You have this desire to write and spread the word about people with mental illnesses, so why not do just that? If you can’t bring yourself to live for yourself right now, why not stay with the goal of helping others, and along the way you can gradually find more and more value in your life. Don’t feel like you have to be suicidal forever just because you have been all your life so far.
Really, the world needs more people like you who care about others, and want to make a change. I think you should stay and expend the love your heart obviously wants to give. But that’s just my 2 cents.
Best Wishes
That is so lovely of you to say that, thank you, and yes i am alive now because of them, but one day they just wont be there anymore, and there will be no further point
If you feel like suicide because of how life is, I understand. This world is full of liars and corruption, people telling you that your problems are self created, and that you are somehow too lazy or unwilling to fix them. This is untrue. Since you were born, the NEW WORLD ORDER has sought to indoctrinate you, through TV, school, and even the radio. Everything works opposite to what it should.
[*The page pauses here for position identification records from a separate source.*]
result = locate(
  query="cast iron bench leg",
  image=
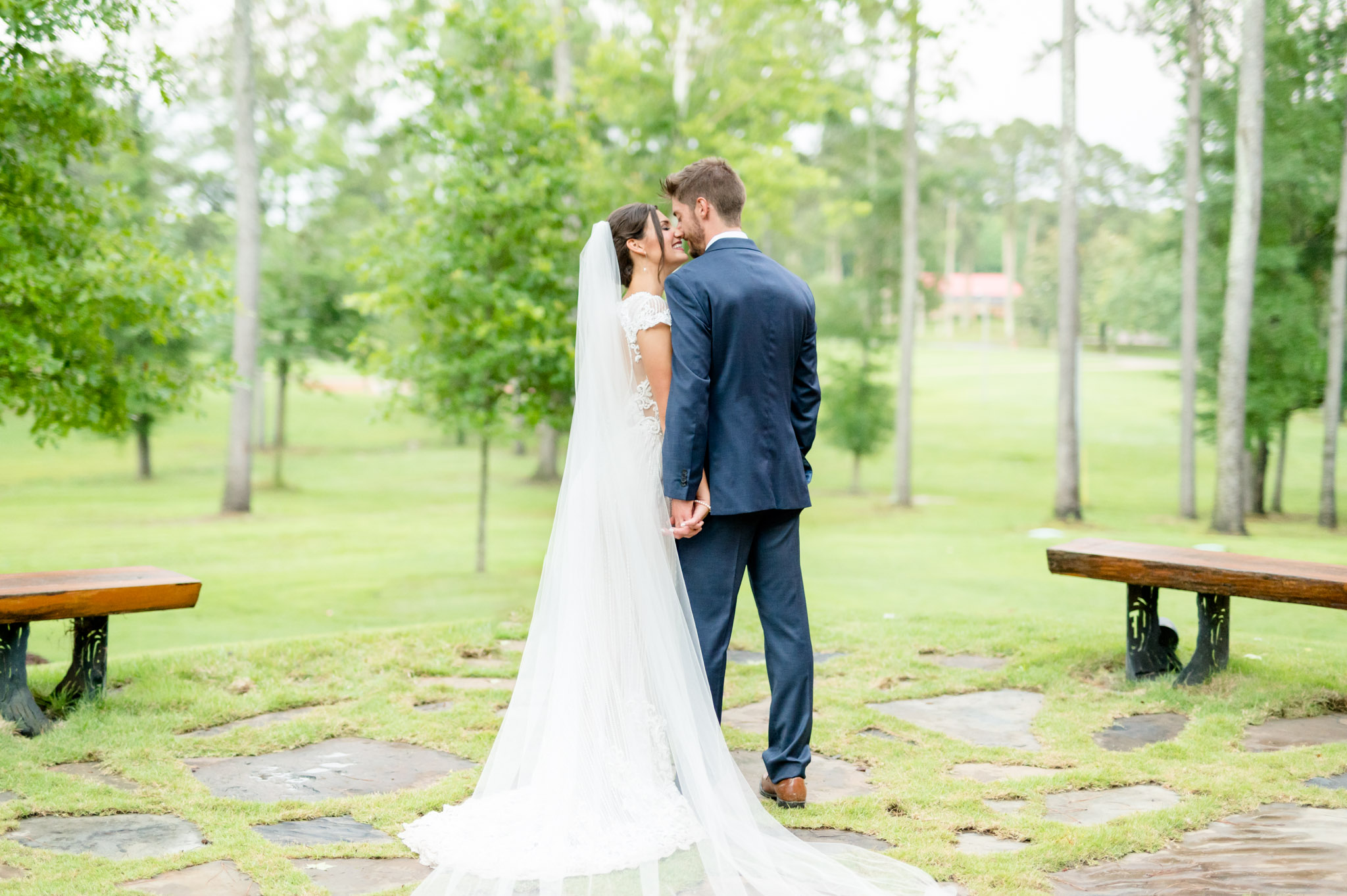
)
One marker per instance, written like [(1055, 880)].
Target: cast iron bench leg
[(1213, 653), (1151, 648), (16, 701), (89, 663)]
The wars of the world all happen by design, to allow the filthy rich and powerful to profit. 9-11, JFK murder, and the London bombings were inside jobs. If anything, fight the NEW WORLD ORDER! They are the cause of much of this misfortune! Check out the documentaries on youtube or google video: WAKE UP CALL, SEPTEMBER CLUES, ENDGAME, THE CORPORATION to name a few.
But you can find more people to love, and to love you. I hope you do.